RECIPE FOR SEDUCTION: Truffles are a known aphrodisiac and so is pumpkin, apparently men are incredibly attracted to the scent. The recipe below has both of these ingredients! “Verrine” translated into English is a “glass” and verrine recipes are served in small glass vessels but the ingredients are solid, not a liquid. This recipe It isn’t difficult, especially if you use frozen pumpkin (or try frozen butternut squash) instead of fresh pumpkin.
Verrines of Pumpkin and Fromager d’ Affinois Serves: 4; Prep time: 20 min.; Cooking time: 22 min
3 potatoes, washed and unpeeled
1 lb. pumpkin
1 Tbs. salted butter
1 Tbs. cream
1 pinch of salt
3.3 oz. unsalted chicken stock
4 tsp. truffle-infused olive oil
3.5 oz. Fromager d’Affinois truffles
Fill large saucepan with water and bring to a boil. Add the unpeeled potatoes and boil until soft. Meanwhile, peel the pumpkin, remove seeds and fibrous part, and dice into 1-inch cubes. ***Note: you may substitute frozen pumpkin for fresh pumpkin if needed. Drain and peel potatoes.
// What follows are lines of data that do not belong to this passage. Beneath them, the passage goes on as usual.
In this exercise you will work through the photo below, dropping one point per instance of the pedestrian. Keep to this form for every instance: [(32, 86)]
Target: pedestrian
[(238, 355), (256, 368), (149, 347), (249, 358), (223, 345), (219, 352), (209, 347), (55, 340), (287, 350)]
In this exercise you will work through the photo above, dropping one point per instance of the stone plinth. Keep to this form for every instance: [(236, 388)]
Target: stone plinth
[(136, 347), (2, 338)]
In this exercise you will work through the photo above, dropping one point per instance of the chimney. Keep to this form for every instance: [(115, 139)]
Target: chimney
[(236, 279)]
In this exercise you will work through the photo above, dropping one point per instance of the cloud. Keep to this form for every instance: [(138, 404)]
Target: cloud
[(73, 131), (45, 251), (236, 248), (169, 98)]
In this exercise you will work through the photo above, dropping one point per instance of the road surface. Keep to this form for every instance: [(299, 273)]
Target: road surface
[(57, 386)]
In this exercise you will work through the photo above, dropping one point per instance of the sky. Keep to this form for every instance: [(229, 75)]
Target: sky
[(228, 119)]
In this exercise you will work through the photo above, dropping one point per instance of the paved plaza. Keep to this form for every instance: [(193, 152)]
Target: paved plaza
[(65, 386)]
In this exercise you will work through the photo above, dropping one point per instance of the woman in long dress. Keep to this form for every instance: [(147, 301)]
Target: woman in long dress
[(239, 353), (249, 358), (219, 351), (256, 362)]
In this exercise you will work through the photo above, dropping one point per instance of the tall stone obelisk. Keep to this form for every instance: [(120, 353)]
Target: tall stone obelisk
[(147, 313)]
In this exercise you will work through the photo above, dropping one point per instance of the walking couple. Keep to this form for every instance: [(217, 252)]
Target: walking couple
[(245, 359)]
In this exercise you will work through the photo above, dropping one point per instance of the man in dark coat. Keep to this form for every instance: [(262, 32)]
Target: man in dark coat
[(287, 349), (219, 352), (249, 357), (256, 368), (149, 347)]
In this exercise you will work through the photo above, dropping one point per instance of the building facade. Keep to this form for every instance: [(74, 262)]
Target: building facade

Peel and chop shallot and brown it in the saucepan with the salted butter for approximately 5 minutes. After the shallot has been browned add the diced pumpkin, shallot, cream, chicken stock and salt. Reduce the mixture to a puree with a hand mixer or masher.
Divide the puree into four verrines. Drizzle each verrine with truffle-infused olive oil. Cut the Fromager d’Affinois Truffles into thin slices and place on top of each verrine.